As the Government Printing Office went into full production mode with its FDSys platform in March, the system barely blinked at the deluge of Web traffic it faced.
Chuck Riddle, the GPO chief information officer, said the site saw a 500 percent increase in November alone when it was running in parallel with the old GPOAccess platform.
“We got more traffic in one day on FDSys than we had in the entire week of the year before so it was a huge increase in traffic when we flipped the switch and made it the primary system,” Riddle said. “There’s been a huge growth in the addition of high profile content and new functionality with FDSys.”
GPO also released the grand jury testimony of President Richard Nixon in November on FDSys and saw a 700 percent spike in traffic.
Riddle said it took lots of planning and running a lot of systems in parallel.
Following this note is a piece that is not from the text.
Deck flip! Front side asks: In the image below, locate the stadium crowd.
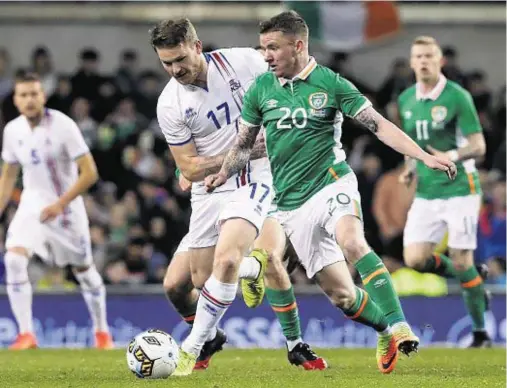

“We make use of a content delivery network to help offset some of the spikes in traffic so that we know if there is a huge demand for traffic we will not be brought to our knees by that spike in demand,” he said. “Thorough planning was probably key to make sure we could do that without any problems.”
The success of FDSys is based on testing new functionality and then piloting it with a small group of people.
And Riddle said that’s the same approach he’s using for updates to GPO’s network and IT systems.
He said among his top priorities are to deploy voice over IP to the field offices, to virtualize servers to eventually deploy a virtual desktop interface and to conoslidate the agency’s data centers.
“One of things I’m most excited about is our desktop virtualization being able to do thin clients for our user community is a huge priority this year,” Riddle said. “We are about 40 percent there on server virtualization side. Our target ratio is 10-to-1 so we are making progress, but not as quickly as I’d like.”
Riddle said the VOIP installation is much further along. He said headquarters has been using the telephone technology for some time, and now they are installing VOIP in the regional offices.
“Standardization will help out a lot with the employees’ experience in using those tools,” he said.
Riddle pins a lot of the way GPO will use technology to meet its mission in the future on the virtual desktop interface.
He said about 50 employees are piloting the technology now using mobile devices.
“Desktop virtualization is a game changer. By having thin clients on user PCs, we are not as tied to having to upgrade those PCs every two or three years,” he said. “As long as we can get a browser and network connection, we can deliver the latest and greatest technology to the desktop and not have to worry so much about the costs associated of having to update the desktops every few years.”
Riddle said by the end of the year, he’d like to expand the pilot to more users.
And all of this also plays into the mobile device revolution. He said GPO is considering a bring-your-own-device policy.
“We are doing some limited pilots just to make sure we can do it securely,” Riddle said. “Once we pilot it and figure out how we will support it, we will go back and look at the policy side of things to figure out how we want to roll it out to the users. It’s definitely something you have to be careful with.”